Economic output amounted to 2.35 trillion yuan (US$384 billion) in 2014, with the service sector producing 64.8 percent of the total.
Although missing the government’s target of 7.5 percent, Shanghai has realized an expansion of better quality and more sustainability, said Tang Huihao, the bureau’s chief economist.
“Shanghai has kept its economic growth stable over the past year,” Tang said. “It is achieved against the background of accelerating reforms and deepening economic restructuring.”
The city set aside a record 83.1 billion yuan last year for research and development in a bid to increase the added value of its economy and boost its sustainability, Tang said. The investment equaled 3.6 percent of the city’s GDP, and had increased by more than 14 percent a year since 2010.
“Shanghai has made itself on a par with cities in developed countries concerning R&D input ... the rising investment is initiated mostly by companies, which play a leading role in innovation,” Tang said.
Partly as a result, strategic manufacturing industries, such as information technology and biomedicine, grew 5.5 percent last year, he said, 3.9 percentage points faster than the overall growth of industrial production. Strategic service industries, such as finance and logistics, grew 7.9 percent.
Overall, the city’s economy was led by the expansion in the service sector, which rose 8.8 percent year on year to 1.53 trillion yuan in 2014, while manufacturing gained 4.3 percent to 816.5 billion yuan, and agriculture edged up 0.1 percent to 12.4 billion yuan.
Growth was steady throughout 2014 with the pace moving within 7 percent and 7.1 percent in each quarter.

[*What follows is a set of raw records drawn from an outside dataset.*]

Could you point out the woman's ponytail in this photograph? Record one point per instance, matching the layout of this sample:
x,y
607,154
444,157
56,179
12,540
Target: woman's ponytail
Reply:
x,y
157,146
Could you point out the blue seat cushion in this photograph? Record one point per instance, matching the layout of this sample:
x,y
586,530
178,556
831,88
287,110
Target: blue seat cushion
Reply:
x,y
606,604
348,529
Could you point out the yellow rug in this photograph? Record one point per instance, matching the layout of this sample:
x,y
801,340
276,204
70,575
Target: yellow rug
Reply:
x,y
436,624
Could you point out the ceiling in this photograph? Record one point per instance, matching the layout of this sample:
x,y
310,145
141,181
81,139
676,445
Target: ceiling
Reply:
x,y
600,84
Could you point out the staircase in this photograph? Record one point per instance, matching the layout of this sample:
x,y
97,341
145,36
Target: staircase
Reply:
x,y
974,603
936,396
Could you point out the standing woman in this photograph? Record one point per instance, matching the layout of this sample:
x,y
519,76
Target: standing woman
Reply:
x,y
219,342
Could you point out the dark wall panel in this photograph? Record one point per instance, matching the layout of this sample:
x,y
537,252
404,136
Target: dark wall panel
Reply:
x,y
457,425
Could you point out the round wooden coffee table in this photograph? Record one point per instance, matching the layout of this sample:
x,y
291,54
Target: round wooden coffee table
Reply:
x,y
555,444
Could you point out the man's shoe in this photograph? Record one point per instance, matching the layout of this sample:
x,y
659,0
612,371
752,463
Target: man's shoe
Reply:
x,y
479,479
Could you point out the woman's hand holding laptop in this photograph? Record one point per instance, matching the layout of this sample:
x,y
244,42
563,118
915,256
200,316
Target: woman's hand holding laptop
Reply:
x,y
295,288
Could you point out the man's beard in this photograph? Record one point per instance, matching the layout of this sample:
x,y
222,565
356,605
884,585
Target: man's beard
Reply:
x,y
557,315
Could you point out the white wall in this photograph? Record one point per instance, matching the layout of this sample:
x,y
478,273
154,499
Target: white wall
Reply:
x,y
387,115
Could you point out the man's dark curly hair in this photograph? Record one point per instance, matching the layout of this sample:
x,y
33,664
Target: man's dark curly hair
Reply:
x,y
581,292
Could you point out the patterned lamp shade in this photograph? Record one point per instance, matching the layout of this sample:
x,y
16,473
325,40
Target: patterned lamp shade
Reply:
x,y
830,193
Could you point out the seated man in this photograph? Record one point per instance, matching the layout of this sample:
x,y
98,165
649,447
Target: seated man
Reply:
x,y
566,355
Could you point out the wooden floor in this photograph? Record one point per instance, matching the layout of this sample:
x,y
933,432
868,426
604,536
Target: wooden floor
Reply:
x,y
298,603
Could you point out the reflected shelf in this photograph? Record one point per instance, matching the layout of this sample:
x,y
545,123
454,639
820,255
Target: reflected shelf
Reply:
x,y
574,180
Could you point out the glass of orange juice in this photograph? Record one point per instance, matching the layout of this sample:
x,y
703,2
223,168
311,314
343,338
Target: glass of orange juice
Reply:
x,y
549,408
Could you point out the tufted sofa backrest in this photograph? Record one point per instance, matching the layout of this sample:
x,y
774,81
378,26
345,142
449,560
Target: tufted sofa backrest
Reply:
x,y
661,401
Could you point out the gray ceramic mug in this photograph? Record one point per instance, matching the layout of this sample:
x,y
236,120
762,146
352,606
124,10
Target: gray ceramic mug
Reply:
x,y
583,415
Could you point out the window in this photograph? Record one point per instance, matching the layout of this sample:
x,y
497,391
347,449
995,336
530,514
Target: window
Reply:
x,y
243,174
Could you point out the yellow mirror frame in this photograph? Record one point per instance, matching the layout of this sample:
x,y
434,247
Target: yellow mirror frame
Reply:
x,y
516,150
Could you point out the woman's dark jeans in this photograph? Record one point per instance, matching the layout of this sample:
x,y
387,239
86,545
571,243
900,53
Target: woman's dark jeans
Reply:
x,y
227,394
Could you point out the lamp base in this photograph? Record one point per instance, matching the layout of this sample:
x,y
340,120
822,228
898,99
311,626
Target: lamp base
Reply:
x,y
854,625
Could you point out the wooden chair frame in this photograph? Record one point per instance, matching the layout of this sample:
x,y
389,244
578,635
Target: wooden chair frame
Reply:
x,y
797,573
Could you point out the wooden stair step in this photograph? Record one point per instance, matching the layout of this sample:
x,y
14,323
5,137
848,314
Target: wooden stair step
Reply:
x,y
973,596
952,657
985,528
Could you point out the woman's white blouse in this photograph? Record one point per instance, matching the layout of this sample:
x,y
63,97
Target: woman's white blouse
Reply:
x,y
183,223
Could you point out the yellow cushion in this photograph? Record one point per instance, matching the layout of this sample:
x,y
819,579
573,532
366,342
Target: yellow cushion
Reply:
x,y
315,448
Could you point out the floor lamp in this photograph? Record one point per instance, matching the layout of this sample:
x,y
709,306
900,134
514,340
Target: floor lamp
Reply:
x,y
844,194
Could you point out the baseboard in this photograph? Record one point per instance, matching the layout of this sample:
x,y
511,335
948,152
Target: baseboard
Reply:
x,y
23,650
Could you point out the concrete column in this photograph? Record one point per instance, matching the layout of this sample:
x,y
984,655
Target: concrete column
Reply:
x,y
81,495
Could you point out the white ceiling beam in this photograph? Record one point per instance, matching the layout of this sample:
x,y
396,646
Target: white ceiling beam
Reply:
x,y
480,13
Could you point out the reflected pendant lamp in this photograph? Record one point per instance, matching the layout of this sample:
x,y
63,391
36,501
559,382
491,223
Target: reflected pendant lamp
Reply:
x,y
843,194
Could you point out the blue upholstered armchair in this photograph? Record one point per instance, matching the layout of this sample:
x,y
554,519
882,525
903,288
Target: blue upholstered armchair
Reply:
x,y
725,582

Shanghai is to accelerate the construction of the pilot free trade zone this year to deepen reforms and sustain its economic growth, Party Secretary Han Zheng said last month.
Adjusting to new normal
The move is part of efforts to adjust the city to the state of new normal, which means slower economic growth but accelerating industrial restructuring process and changing gears of the city’s development, Han said.
Shanghai’s retail sales grew 8.7 percent to 871 billion yuan last year, slightly more than 2013’s 8.6 percent.
Foreign direct investment added 8.3 percent to US$18.2 billion in 2014, compared with a rise of 10.5 percent in 2013. Trade gained 4.6 percent to 2.9 trillion yuan, stronger than national growth for the first time since 2010 thanks to the pilot free trade zone, the bureau said.
The Consumer Price Index, the main gauge of inflation, increased 2.7 percent last year, well under government’s target limit of 3.5 percent, making people’s disposable income more valuable, the bureau said. Shanghai urban residents earned an average 47,710 yuan last year, up 8.8 percent on an annual basis.
The bureau also said the city’s fiscal income added 11.6 percent to 458 billion yuan last year, 1.8 percentage points faster than the pace in 2013.
With 0.06 percent of China’s land, 1.8 percent of its population and 1.7 percent of its investment, Shanghai produced more than 4 percent of the nation’s overall economic output, the statistics bureau figures revealed.